Hay sustancias que no pueden ser empleadas a no ser que su nivel de riesgo sea irrelevante. Pero no está claro cómo se define ese concepto; hay criterios diferentes”, explica Emanuela Bozzini, experta de la Universidad de Trento y autora de varios estudios sobre la regulación europea.
El proceso consta de dos niveles de decisión. La UE aprueba las sustancias activas que pueden utilizarse en los cultivos europeos, basándose en los estudios de la Autoridad Europea de Seguridad Alimentaria y con la colaboración de los organismos nacionales. Una vez la sustancia activa es considerada apta, corresponde a cada Estado miembro dar el visto bueno al producto final (la marca que se comercializa) que puede emplearse en su territorio. Como muestra de que el nivel de celo es cada vez mayor, Bruselas argumenta que el número de sustancias permitidas ha caído a la mitad, desde las 1.000 que se empleaban hace 25 años hasta unas 500 en la actualidad. Y el 25% de ellas son consideradas de bajo riesgo porque restringen el componente químico y lo sustituyen por extractos de plantas o feromonas de insectos.Pero las especificidades de cada país llevan a descolgarse de la norma con mayor frecuencia de la deseable. Las excepciones a la prohibición general de utilizar determinadas sustancias activas han pasado de ser 59 en 2007 a casi 400 el año pasado. “Hay muchas que se otorgan sin justificación”, argumenta Pavel Poc, diputado socialista integrante de una comisión especial que ha constituido el Parlamento Europeo para abordar este problema. Además, los países no fomentan tanto como debieran el empleo de sustancias alternativas —menos invasivas— pese a que una directiva de 2009 les obliga a hacerlo. Solo entre el 1% y el 13% de los productos avalados por los reguladores nacionales están libres de químicos, según datos de la Comisión Europea.

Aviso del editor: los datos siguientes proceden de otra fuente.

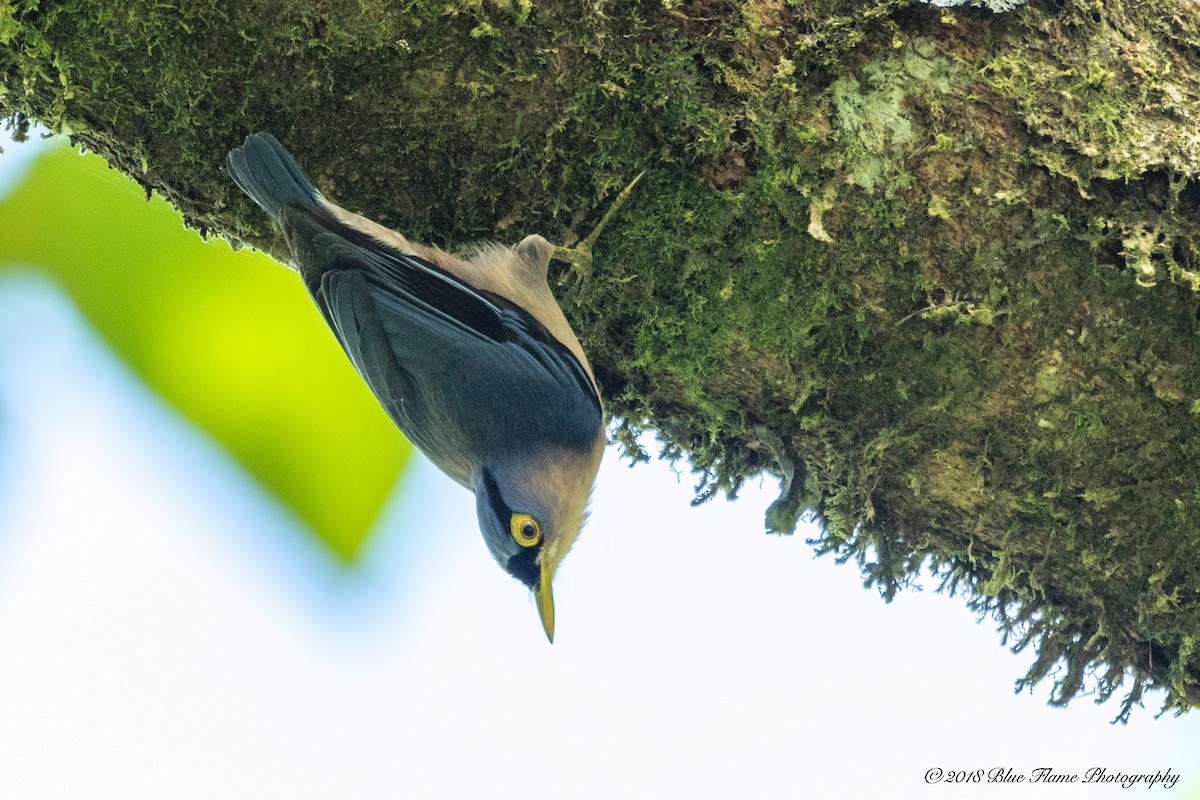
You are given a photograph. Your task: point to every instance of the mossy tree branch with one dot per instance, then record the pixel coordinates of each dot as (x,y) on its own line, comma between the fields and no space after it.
(940,268)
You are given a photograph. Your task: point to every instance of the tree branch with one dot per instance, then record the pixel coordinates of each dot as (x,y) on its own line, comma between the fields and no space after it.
(1018,190)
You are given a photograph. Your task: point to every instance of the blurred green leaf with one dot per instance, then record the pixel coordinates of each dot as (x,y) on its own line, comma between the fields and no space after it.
(231,340)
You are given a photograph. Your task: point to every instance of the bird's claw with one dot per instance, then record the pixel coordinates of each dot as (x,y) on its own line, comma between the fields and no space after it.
(580,257)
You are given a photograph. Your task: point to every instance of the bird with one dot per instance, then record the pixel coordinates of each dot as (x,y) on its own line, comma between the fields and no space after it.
(469,355)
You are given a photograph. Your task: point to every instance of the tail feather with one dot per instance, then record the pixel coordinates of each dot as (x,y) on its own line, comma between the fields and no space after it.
(268,173)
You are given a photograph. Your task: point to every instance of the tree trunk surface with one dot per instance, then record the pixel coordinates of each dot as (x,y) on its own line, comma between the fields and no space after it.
(937,269)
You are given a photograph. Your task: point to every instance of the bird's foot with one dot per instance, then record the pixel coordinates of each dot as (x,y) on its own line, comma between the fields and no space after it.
(580,256)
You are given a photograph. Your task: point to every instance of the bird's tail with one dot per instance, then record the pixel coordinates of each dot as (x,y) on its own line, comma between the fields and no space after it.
(268,173)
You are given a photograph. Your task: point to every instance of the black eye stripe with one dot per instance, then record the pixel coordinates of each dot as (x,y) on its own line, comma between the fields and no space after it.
(493,497)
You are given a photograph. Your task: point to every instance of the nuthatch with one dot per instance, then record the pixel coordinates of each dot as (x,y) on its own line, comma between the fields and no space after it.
(471,358)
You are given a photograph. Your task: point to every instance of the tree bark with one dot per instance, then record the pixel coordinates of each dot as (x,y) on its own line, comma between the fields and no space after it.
(936,268)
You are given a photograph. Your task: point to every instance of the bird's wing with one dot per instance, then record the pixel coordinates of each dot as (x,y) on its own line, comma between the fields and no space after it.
(426,316)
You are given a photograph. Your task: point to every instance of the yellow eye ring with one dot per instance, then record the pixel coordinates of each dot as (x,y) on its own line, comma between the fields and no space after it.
(526,530)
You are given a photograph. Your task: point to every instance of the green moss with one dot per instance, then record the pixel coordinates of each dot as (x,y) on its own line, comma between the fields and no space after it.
(937,270)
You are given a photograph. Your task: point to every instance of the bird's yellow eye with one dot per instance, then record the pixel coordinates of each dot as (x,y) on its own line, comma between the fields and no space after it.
(526,529)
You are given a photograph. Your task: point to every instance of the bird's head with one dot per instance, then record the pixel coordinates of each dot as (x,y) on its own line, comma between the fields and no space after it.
(531,510)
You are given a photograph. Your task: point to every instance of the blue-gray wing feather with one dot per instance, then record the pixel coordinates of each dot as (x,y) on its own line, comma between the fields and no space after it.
(462,372)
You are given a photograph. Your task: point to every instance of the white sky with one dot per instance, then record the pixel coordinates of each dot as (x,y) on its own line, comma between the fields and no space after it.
(168,631)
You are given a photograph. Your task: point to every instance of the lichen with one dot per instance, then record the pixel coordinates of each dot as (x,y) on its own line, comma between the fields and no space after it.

Otra cosa es el efecto que esas sustancias puedan generar en la salud. Los Estados miembros “tienen dificultades para recopilar datos precisos sobre impactos crónicos en la salud vinculados a los pesticidas”, según recoge un reciente estudio de la Comisión sobre cómo se aplican las reglas en los diferentes países.
Lo paradójico es que la inquietud ciudadana respecto al impacto de los pesticidas en la salud se acentúa en el momento en que más se vigilan esos riesgos. El Ejecutivo comunitario pretende incluir la sostenibilidad de los cultivos como uno de los elementos que definan la Política Agraria Común, lo que le otorgaría mucha más relevancia pública. Y al hilo de la polémica del glifosato, el Parlamento Europeo evalúa, hasta final de año, los procesos de autorización de los pesticidas. En esta línea de mayor precaución, la UE decidió el pasado viernes prohibir totalmente el uso al aire libre de tres insecticidas muy extendidos por el riesgo que representan para las abejas silvestres.
Casi todas las fuentes consultadas coinciden en que la controversia generada en torno al glifosato revela más una preocupación general hacia la exposición a sustancias tóxicas que una objeción hacia esta en concreto. “El escándalo de los papeles de Monsanto [una investigación que apuntaba a presiones de esta multinacional sobre la autoridad europea que aprueba las sustancias] muestra que el problema con la autorización del glifosato va mucho más allá, que hay influencias en el proceso de decisión y en la investigación a una escala sin precedentes”, sostiene el diputado checo Poc.
La industria, que prefiere denominar a los pesticidas productos fitosanitarios, opone que dedica a la investigación buena parte de sus recursos y que los procesos para obtener autorizaciones son largos y tortuosos. “Se requieren 150 estudios y 11 años de media para llegar a comercializar el producto”, detallan fuentes del sector. Las empresas se saben bajo la lupa en un debate que ha adquirido tintes más políticos que científicos. El propio presidente francés, Emmanuel Macron, aboga por prohibir el glifosato en Francia, pero al mismo tiempo abre la puerta a las excepciones. Una estrategia para contentar a todos en un dosier envenenado.